Еще более показательны статьи Владимира Дудинцева, известного либерального прозаика 1960-х годов, в 1970-е много публиковавшегося как критик. В статье «Стоит ли умирать раньше времени»[1441] Дудинцев с презрением описывал сюжет повести «Другая жизнь» как «ураганы, попусту сотрясающие микромир быта»[1442], а ее центральных персонажей характеризовал как умственно неполноценных и злобно-завистливых к чужим достижениям ничтожеств (единственное исключение делалось для матери Сергея, овеянной «звуками славных боев далекого времени» — догматизмом 1920–1930-х годов). Следующая его статья «Великий смысл — жить»[1443] посвящена анализу «Дома на набережной»; более высоко оценивая эту повесть (в основном за характер Глебова, понятого как «вечный» тип стяжателя и мещанина), критик порицал Трифонова за недостаточно героическое изображение «активного доброго начала».
Потребовались систематические усилия таких критиков, как Бочаров, Перцовский, Белая, несколько позднее — Натальи Ивановой, Дедкова, Светланы Ереминой и Владимира Пискунова, которые пристально анализировали поэтику прозы Трифонова, через нее добираясь до его феноменологии истории и повседневности как единого и нерасчленимого феномена, принципиально не поддающегося упрощенным оценкам. Здесь тоже была своя эволюция. Сначала утвердилось мнение, что Трифонов разоблачает «современное мещанство» — только почему-то делает это недостаточно последовательно[1444]. Затем пришло понимание того, насколько нормальны герои Трифонова и насколько драматична их повседневная жизнь:
…Быт для писателя не фатум, не мрачная неизбежность, не враждебная «стихия»; это реальная обыкновенная жизнь, уйти от которой нельзя, да и не нужно уходить. Вся трудность в том, чтобы внутри нее быть и остаться человеком[1445].
А. Бочаров настойчиво демонстрировал сложность художественной логики Трифонова, никогда не сводимой к одному голосу, одной точке зрения, и анализировал при этом взаимопроникновение бытового и исторического планов на «молекулярном», микропсихологическом уровне:
Своеобразие трифоновской манеры в том и заключается, что мы не найдем у него открытого размежевания автора и рассказчика в каждом отдельном случае, каждом эпизодике[1446].
Н. Иванова (в книге «Проза Юрия Трифонова») внимательно восстановила систему исторических подтекстов, многими нитями пронизывающих бытовой мир трифоновских героев и придающих подлинно исторический смысл их повседневным решениям.
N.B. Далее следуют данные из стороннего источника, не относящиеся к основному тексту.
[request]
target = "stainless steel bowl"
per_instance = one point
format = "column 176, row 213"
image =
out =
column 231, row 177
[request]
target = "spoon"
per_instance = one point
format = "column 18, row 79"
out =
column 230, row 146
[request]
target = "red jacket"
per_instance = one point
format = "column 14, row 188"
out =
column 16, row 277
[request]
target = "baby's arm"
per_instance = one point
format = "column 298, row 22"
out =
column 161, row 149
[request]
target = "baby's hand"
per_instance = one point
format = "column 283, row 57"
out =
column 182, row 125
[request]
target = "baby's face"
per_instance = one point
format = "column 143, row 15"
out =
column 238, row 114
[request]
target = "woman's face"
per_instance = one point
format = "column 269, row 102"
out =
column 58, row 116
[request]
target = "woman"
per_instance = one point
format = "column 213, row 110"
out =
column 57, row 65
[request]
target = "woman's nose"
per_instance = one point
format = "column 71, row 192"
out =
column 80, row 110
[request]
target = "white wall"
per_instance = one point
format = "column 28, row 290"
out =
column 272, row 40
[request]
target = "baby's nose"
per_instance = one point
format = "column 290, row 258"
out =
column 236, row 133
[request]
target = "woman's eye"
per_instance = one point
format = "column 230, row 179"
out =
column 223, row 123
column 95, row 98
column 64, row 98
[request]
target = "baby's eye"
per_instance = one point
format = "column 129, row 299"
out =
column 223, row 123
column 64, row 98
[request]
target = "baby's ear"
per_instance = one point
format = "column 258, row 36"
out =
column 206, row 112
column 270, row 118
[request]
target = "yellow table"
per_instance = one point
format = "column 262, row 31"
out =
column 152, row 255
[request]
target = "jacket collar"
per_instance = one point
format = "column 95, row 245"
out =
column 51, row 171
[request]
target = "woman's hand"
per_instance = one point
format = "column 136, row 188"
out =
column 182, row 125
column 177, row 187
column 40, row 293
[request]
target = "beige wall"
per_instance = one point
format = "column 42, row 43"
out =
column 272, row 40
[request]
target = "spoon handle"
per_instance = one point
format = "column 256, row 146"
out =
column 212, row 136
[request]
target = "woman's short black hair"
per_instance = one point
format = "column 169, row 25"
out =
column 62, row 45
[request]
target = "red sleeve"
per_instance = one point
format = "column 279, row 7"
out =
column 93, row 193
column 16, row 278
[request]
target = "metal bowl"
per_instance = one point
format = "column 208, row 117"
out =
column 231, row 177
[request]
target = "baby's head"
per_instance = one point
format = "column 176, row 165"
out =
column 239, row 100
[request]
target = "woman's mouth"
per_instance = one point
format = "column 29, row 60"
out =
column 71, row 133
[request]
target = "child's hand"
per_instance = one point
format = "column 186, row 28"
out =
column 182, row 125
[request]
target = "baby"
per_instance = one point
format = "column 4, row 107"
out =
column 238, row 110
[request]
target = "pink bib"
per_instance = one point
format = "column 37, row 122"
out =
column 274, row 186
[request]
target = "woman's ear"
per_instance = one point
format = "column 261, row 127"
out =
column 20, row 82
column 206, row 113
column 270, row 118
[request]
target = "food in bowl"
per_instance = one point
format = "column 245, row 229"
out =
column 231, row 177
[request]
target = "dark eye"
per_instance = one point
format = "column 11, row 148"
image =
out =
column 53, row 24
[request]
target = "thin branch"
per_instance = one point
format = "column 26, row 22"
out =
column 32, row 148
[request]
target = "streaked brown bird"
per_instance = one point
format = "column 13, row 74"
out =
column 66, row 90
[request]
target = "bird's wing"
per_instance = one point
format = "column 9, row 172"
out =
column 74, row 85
В 1980-х Белая, Еремина и Пискунов акцентировали философскую составляющую поэтики Трифонова:
Его открытием стало изображение текучести жизни, жизненного процесса […] Он поставил себе целью воплотить невоплотимое: «Увидеть бег времени, понять, что оно делает с людьми, как все вокруг меняет»[1447].
Однако, несмотря на всю эту эволюцию, в критическом обиходе утвердилось упрощенное представление о Трифонове: «Трифоновские герои, как правило, поверяются „пламенем костра“, идеалами 20–30-х годов» (В. Бондаренко)[1448], Трифонов «просвечивает нашу жизнь лучами революционной нравственности» (А. Бочаров)[1449] — как будто сам Бочаров и другие не показывали при анализе прозы Трифонова, насколько сомнительными оказываются фигуры деятелей 1920–1930-х: Ксении Федоровны из «Обмена», Ганчука из «Дома на набережной», Летунова из «Старика», — насколько обманчивы стереотипные представления об их чистоте и героичности.
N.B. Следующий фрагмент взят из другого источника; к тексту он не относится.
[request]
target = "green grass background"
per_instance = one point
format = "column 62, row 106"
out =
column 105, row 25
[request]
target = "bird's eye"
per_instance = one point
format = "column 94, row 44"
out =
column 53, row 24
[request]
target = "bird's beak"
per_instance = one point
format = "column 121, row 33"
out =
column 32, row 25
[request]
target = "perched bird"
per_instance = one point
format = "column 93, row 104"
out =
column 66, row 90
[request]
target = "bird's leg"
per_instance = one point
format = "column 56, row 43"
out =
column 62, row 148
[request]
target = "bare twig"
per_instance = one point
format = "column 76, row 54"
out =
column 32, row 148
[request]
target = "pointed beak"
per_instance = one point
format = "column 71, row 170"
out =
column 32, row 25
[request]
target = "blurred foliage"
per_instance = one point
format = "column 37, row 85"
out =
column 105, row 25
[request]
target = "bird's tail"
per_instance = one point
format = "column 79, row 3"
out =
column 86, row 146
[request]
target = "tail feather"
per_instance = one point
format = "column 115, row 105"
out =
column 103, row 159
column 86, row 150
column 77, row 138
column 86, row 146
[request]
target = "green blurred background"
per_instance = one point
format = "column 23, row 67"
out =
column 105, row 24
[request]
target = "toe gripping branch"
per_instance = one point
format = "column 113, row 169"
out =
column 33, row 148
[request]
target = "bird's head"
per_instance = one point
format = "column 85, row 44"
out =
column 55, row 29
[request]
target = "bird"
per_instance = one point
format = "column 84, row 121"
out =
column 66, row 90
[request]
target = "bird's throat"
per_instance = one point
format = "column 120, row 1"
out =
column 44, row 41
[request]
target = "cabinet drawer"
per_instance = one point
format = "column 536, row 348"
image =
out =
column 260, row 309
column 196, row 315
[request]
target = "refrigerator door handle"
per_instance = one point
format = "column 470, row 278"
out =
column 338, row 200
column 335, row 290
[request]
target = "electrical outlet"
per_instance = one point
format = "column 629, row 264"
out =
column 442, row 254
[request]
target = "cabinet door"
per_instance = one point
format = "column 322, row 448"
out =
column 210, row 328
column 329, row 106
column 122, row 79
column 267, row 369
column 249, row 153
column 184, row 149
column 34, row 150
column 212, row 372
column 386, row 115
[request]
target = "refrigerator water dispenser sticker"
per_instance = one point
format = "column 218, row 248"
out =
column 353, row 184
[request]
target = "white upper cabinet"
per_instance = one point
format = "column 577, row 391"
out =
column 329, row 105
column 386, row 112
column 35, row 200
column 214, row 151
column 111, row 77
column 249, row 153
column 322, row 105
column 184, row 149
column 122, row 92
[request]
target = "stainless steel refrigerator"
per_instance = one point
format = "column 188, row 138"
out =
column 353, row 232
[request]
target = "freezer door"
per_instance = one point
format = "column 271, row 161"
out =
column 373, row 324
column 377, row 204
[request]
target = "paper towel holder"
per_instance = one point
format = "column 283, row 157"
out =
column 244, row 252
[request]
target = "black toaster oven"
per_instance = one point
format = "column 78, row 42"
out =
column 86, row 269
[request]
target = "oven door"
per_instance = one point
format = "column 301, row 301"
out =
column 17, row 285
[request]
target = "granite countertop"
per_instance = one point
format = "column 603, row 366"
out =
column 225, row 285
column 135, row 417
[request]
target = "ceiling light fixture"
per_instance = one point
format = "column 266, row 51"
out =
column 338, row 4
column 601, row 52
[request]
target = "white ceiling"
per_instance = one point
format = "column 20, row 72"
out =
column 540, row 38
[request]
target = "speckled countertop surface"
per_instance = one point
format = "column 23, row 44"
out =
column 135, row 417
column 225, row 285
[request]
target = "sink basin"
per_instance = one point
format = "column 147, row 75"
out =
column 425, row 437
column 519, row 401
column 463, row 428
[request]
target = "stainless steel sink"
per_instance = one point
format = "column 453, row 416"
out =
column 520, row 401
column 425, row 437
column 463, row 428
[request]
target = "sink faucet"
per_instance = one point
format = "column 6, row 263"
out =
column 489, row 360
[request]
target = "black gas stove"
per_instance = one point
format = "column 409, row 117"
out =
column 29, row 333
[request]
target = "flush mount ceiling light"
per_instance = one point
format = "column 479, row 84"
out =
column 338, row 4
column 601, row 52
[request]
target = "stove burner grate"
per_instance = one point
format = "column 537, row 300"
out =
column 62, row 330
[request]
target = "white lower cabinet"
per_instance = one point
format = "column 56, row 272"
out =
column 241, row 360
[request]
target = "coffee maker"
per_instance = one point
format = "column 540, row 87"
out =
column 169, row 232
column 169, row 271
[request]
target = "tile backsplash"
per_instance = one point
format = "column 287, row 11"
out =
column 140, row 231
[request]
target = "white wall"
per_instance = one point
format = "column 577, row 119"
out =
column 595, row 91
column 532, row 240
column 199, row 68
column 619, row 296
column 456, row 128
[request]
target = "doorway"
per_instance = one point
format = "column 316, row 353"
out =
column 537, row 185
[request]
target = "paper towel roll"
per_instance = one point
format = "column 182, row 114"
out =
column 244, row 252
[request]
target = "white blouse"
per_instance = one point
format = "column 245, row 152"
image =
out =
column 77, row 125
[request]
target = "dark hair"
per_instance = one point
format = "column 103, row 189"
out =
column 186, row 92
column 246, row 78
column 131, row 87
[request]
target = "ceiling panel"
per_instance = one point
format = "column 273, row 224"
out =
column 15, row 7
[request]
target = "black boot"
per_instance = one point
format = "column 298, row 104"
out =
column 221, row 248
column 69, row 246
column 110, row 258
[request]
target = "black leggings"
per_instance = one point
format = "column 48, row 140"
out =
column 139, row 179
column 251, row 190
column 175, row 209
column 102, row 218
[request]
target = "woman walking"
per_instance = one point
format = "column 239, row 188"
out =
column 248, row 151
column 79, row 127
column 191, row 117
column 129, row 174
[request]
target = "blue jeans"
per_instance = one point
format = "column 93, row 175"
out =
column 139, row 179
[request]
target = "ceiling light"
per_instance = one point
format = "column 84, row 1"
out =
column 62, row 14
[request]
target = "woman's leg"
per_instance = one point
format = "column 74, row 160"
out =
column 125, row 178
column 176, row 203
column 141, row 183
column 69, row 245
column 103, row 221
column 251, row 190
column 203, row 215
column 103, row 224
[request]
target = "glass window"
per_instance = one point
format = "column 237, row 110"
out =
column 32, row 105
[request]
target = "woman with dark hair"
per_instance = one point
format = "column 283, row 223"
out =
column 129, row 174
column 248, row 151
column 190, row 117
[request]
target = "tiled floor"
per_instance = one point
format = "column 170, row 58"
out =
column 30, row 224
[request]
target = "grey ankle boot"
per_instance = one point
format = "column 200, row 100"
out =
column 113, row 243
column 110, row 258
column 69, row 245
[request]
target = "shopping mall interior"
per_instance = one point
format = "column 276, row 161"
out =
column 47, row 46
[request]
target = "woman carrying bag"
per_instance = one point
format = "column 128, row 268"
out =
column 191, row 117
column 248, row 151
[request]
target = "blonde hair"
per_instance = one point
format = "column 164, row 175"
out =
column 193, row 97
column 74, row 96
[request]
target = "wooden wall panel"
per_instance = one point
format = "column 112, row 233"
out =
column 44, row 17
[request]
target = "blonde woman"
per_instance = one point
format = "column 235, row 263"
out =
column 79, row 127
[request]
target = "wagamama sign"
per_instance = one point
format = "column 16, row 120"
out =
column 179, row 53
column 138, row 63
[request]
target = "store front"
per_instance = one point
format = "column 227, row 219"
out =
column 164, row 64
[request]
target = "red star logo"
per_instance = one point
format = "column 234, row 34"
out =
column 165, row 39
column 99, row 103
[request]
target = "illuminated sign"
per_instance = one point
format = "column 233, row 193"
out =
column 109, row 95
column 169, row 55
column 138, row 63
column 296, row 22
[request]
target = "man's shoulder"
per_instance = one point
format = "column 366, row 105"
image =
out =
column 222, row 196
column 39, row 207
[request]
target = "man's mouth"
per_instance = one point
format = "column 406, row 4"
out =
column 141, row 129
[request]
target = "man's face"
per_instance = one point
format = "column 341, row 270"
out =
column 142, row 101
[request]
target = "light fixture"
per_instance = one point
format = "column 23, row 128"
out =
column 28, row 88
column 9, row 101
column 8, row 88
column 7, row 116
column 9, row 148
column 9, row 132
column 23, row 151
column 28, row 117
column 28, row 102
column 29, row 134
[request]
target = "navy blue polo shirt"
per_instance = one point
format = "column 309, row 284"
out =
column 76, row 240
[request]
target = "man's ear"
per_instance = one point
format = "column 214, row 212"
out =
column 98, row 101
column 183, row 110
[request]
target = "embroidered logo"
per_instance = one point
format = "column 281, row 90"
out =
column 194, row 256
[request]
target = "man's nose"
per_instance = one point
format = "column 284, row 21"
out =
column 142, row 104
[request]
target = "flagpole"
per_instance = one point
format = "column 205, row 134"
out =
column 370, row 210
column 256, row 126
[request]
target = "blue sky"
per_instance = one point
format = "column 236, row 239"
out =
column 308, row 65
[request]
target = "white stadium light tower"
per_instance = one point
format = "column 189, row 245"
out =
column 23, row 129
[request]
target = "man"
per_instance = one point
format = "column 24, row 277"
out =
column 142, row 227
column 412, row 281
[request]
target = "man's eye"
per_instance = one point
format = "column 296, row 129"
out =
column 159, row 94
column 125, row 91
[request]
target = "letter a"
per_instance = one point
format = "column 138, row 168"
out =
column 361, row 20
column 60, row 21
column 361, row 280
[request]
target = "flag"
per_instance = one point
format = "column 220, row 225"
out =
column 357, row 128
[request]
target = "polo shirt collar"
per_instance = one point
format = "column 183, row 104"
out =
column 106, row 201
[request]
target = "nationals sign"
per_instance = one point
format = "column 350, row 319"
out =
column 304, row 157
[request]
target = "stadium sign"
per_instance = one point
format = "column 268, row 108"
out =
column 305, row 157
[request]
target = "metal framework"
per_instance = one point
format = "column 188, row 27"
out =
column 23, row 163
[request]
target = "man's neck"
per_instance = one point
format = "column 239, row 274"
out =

Это упрощение свидетельствовало об упорном отторжении критикой не-социологических прочтений «бытовой прозы», о неустранимом присутствии жесткой матрицы представлений о том, какой должна быть не только реалистическая проза, но и сама современная жизнь — ведь именно попытки судить о литературе с точки зрения «жизни» и приводили к непониманию новизны трифоновской поэтики. Эта матрица вновь дала о себе знать, когда началось обсуждение «амбивалентной» (по определению Руслана Киреева) прозы «сорокалетних» — их стали противопоставлять Трифонову, упрекая при этом в тех же «пороках», за которые бранили автора «московских повестей».
За пестрым конгломератом прозаиков, которых критики (в особенности Владимир Бондаренко[1450]) называли «сорокалетними» или «московской школой», все же просматривается и определенное литературное течение, сформированное текстами Маканина, Киреева, Курчаткина, Кима, а также прозой (тогда еще не публиковавшейся) и драматургией Л. Петрушевской и пьесами других драматургов «поствампиловского» направления. Их эстетика принципиально исключала социальное измерение из создаваемого образа мира, заменяя его экзистенциальным и психологическим, и потому полемически противостояла и социальному критицизму шестидесятников, и казенной «активной жизненной позиции» позднего соцреализма, и националистическому мифотворчеству.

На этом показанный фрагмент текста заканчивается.